Did people freak out over classic-era horror movies being morally degenerate too? Like, I know there was some controversy over Witchfinder General for example, but did it go all the way back to like, Dracula and Frankenstein?
It absolutely did. Both of those films came under controversy in their time, and it was just as ridiculous as the censorship that plagued movies in the ‘80s and beyond. I think the most infamous bit of controversy is that out of all the gruesome stuff that happens in Frankenstein, especially with the death of the little girl and everything, Universal had a big problem with one line in particular.

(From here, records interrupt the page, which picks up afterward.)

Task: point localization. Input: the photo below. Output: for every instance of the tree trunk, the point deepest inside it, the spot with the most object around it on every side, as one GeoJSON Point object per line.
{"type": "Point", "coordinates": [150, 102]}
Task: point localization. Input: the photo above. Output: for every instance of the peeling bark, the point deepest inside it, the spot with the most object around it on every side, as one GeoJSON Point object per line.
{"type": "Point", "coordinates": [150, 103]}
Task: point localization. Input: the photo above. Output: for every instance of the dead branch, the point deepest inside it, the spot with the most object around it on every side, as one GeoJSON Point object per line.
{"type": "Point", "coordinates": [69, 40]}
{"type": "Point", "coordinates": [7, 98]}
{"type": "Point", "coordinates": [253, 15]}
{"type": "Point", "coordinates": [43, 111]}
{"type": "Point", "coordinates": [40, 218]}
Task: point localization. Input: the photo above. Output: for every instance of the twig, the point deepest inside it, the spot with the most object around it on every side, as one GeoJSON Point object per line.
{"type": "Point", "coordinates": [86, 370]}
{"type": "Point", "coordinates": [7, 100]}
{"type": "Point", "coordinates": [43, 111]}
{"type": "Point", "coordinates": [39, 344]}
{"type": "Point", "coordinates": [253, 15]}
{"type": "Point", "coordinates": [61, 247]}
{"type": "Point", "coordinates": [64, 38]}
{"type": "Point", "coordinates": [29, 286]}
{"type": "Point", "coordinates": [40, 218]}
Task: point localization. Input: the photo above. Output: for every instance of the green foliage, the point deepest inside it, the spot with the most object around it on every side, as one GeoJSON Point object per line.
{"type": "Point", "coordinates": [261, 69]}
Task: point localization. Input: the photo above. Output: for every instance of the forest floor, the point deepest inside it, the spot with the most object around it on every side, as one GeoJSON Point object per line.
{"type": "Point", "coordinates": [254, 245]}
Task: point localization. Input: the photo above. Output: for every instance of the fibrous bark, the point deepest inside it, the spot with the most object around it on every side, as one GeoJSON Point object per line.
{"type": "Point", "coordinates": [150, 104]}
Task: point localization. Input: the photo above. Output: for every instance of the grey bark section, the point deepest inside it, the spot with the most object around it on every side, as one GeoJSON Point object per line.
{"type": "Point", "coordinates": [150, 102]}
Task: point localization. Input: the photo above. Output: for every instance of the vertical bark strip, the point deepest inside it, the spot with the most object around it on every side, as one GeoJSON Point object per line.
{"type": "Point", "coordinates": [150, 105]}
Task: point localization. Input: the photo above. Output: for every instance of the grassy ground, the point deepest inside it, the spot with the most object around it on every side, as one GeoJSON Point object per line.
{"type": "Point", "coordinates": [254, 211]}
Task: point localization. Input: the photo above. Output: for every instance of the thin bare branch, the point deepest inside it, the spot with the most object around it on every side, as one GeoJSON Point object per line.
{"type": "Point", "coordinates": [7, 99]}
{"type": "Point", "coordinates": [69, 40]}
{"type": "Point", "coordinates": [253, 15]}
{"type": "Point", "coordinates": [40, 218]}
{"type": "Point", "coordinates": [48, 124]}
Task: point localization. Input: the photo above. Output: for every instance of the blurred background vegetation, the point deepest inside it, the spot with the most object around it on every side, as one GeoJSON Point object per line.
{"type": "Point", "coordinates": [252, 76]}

Right after Frankenstein proclaims “It’s alive! It’s alive!” he says “In the name of God, now I know how it feels to be God!” Universal had a big damn problem with that, so they forced the sound of a huge thunder strike over that moment so that you couldn’t hear what Frankenstein was saying. The line wasn’t restored until I think the 1990s.
There were also scenes in that film that were cut not by the studios, but by individual theaters. Many theaters in Massachusetts and New York, among others, physically cut out the scene where the Monster throws young Maria into the water, deeming that the scene was too horrific for any audience to bear witness to it.
Kansas (the whole state, apparently) banned 32 scenes from Frankenstein, bringing the running time down to less than half.
As for Dracula, there was an original epilogue where Van Helsing says “remember, there are such things as vampires” that was completely cut out because they were afraid that religious groups would think the film was encouraging occult practices, belief in the supernatural, and even Satanism. Mind you, that’s not the reaction of evangelical religious groups.
That was the reaction of the studio, aiming to please those groups before they could even have a chance to be offended.